David’s gaze narrowed and another queasy oath singed his brain.
The man smiled, though no light reached his eyes and sorrow still etched itself into the bones of his face. “Try not to throw yourself in front of a bullet for a few weeks.”
David tested his strength. Raised an arm. Made a fist. Easy enough. Then he drew a deep breath and nearly passed out from the ache torching his lungs. Fuck all, that bloody hurt.
“By rights, you should be dead. Annwn was open. Your soul ready to flee.”
“Who are you?” David whispered.
“I’m called Lucan.”
The teasing half-remembered thought clung. Lucan of the Lythene; a clan extinct ages ago. A man with eyes vast and deep as centuries. A leader who commanded true Fey as if they were baseborn peasants. David’s grandmother had told him the stories often enough. She’d passed along her love for such tales of passion and treachery. But it couldn’t be. This man looked no cruel traitor or brutal monster who would condemn a race. Just sorrowful and stern and hard as the rock they’d lifted above his tomb.
“Not a tomb—a prison,” Lucan said quietly.
“You can read my mind?”
“If I concentrate,” Lucan answered. “Once upon a time, it was a common talent among our kind.”
“Where’s Callista?”
“She is well. The man who threatened her? Dead.”
“You saved her as I asked.”
“I helped a friend.”
Adam had been a friend but Adam was dead. His face had been one of those looming up from the dark of shadowed paths. Not yet, he’d warned as he sent David back into life. But it wouldn’t be long before he joined him there. He’d seen the end. Witnessed its form. Felt its horror. It still shuddered along his bones like winter. Callista was a friend. More than a friend, but he would betray her. The way of her death changed with every dreaming. The outcome never did.
“You saved her—this time. But what of the next?” David answered. “I should never . . . I’ll only . . . fucking hell, I’ve cocked things up.” His voice broke. He was closer to the edge than he thought, teetering as the nightmare swam once more before his eyes as the pain crushed his lungs and seized his muscles with every shift of his body.
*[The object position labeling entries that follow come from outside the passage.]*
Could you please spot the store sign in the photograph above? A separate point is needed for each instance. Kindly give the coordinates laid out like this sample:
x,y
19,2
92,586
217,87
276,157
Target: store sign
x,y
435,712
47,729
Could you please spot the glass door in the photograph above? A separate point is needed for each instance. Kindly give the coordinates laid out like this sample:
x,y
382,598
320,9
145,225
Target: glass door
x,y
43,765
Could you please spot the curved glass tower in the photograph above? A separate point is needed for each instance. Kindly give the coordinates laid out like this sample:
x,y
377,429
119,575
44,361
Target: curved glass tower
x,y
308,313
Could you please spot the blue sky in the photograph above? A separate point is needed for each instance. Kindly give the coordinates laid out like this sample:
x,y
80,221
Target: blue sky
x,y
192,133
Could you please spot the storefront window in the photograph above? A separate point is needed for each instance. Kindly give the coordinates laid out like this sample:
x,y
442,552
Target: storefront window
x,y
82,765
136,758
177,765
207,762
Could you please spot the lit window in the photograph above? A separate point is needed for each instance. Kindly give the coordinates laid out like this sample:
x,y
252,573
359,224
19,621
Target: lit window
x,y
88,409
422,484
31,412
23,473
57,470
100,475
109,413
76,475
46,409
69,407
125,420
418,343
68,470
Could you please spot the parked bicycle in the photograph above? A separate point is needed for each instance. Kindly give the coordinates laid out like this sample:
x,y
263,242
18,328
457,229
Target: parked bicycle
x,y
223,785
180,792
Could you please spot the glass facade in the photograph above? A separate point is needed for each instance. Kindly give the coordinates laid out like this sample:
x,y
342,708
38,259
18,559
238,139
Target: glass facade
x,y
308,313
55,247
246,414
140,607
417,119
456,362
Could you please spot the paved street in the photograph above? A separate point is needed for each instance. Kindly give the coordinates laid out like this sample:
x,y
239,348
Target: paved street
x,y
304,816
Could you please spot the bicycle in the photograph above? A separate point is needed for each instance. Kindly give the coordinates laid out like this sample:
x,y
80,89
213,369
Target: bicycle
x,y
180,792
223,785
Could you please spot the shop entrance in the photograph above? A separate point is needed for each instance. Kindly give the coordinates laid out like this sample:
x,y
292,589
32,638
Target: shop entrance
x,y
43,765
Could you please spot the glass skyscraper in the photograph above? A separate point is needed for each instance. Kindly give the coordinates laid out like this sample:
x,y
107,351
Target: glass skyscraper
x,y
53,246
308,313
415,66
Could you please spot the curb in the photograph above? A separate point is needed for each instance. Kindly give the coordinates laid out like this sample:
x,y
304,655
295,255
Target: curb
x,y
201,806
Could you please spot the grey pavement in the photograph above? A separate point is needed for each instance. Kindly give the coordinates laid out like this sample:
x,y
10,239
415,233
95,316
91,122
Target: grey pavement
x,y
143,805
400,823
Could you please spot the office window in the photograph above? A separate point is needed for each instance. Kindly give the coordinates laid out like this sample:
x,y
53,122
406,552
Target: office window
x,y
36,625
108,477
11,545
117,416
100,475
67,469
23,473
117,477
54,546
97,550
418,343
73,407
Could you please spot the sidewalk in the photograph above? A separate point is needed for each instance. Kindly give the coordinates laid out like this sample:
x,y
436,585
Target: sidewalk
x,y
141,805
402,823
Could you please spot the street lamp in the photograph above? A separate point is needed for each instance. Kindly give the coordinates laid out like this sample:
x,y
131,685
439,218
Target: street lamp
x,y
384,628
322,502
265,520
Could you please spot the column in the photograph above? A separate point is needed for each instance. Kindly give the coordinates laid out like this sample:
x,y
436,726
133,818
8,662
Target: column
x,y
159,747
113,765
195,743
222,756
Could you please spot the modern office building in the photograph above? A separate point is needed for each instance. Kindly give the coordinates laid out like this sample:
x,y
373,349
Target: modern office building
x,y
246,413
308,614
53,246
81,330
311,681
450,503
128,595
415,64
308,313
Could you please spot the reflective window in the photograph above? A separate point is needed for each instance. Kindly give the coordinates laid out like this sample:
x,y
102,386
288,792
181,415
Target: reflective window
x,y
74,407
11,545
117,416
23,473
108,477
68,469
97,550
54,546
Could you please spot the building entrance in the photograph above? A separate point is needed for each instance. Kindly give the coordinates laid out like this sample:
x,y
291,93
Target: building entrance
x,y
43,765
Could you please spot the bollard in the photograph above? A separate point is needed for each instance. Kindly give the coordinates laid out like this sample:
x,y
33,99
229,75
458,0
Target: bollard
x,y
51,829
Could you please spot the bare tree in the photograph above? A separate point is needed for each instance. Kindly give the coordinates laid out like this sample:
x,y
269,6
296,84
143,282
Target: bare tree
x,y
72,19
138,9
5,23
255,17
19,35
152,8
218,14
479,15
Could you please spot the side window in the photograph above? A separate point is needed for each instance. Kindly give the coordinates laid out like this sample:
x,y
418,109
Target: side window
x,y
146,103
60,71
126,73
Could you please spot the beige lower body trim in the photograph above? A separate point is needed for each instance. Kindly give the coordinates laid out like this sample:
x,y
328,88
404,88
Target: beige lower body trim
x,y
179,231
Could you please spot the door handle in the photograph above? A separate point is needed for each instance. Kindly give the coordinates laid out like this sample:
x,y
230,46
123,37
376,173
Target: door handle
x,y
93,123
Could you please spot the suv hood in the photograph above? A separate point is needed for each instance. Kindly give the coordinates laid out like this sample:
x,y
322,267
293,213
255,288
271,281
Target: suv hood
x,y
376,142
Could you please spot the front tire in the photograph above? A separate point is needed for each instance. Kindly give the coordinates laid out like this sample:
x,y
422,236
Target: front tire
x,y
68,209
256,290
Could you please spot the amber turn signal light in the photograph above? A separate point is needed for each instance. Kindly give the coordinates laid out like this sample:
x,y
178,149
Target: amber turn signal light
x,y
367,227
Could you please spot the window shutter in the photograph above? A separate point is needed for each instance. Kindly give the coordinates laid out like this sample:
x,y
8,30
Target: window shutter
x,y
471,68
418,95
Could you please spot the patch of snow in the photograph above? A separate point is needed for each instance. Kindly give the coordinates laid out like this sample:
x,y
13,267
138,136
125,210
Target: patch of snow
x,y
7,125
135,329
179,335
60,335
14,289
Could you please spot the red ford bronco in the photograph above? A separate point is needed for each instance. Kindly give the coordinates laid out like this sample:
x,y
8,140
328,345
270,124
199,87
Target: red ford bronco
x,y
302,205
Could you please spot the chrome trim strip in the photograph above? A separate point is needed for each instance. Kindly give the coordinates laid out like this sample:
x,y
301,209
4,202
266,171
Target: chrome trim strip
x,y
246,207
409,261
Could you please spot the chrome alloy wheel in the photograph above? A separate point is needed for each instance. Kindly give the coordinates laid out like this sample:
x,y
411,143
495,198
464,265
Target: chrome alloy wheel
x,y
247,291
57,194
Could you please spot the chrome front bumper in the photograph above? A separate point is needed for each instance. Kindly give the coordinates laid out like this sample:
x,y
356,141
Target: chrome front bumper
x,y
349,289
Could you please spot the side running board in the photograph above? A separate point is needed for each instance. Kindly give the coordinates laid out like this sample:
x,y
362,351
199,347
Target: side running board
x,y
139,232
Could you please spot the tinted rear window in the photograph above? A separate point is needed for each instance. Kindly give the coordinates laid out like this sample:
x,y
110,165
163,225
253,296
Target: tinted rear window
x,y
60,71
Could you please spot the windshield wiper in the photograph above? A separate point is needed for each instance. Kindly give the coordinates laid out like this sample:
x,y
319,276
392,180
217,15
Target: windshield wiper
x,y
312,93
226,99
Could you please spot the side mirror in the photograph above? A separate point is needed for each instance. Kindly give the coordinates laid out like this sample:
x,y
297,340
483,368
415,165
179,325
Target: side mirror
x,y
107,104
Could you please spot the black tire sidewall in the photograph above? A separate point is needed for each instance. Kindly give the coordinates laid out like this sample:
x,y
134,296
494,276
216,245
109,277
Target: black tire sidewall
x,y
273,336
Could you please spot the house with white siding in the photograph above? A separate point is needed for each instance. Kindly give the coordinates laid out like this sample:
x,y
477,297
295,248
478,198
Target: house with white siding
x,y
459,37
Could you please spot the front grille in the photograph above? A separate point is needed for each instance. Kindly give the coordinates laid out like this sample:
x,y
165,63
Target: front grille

“Is something amiss?” Lucan asked.
“Callista trusts me.”
“Is that wrong?”
“She shouldn’t trust me. She should run like hell.”
“Why?”
“Because I’m going to kill her.”
14
Callista stepped down from the coach with a nervous glance, her damp hands gripping her satchel. A man and woman stood upon the front steps of an enormous house, elegant wings of tawny stone spread to either side of a tall, columned main block. Light spilled onto the gravel from rows of tall windows, and from somewhere within the house, the haunting song of a violin played. The woman had wild ginger hair twisted up in a loose bun at the nape of her neck. The man was handsome, with straight dark brows and a strong chin, a pale slash of scar near his left eye. They both regarded her with the gold-flecked eyes of the Other.
“Welcome to Addershiels, Miss Hawthorne. I’m Lord Duncallan. This is my wife. We’ve been expecting you.”
“I thought this was the home of Gray de Coursy.”
“The Earl of Halvossa is”—he seemed to search for the proper word—“indisposed this evening. He’ll meet you tomorrow.”
“Earl of . . . do you mean the Ghost Earl?” Callista had heard the stories in London. The estranged heir to a dukedom, a mysterious battlefield hero who’d barely shown his face since returning home from war. He was the most sought-after guest at every party and the bachelor every unmarried woman desired. She wondered how those same matchmaking mamas and social-climbing hostesses would react if they discovered he was an Imnada shapechanger.
That he was cursed.
That he was dying.
The dinner was lavish and the wine flowed freely, but Callista picked at her plate and barely tasted what she swallowed. Her thoughts remained on David, who had been bundled upstairs as soon as they’d arrived, Lady Duncallan shouting orders to maidservants and footmen as she followed after. Callista had sought to attend him, but Lucan restrained her.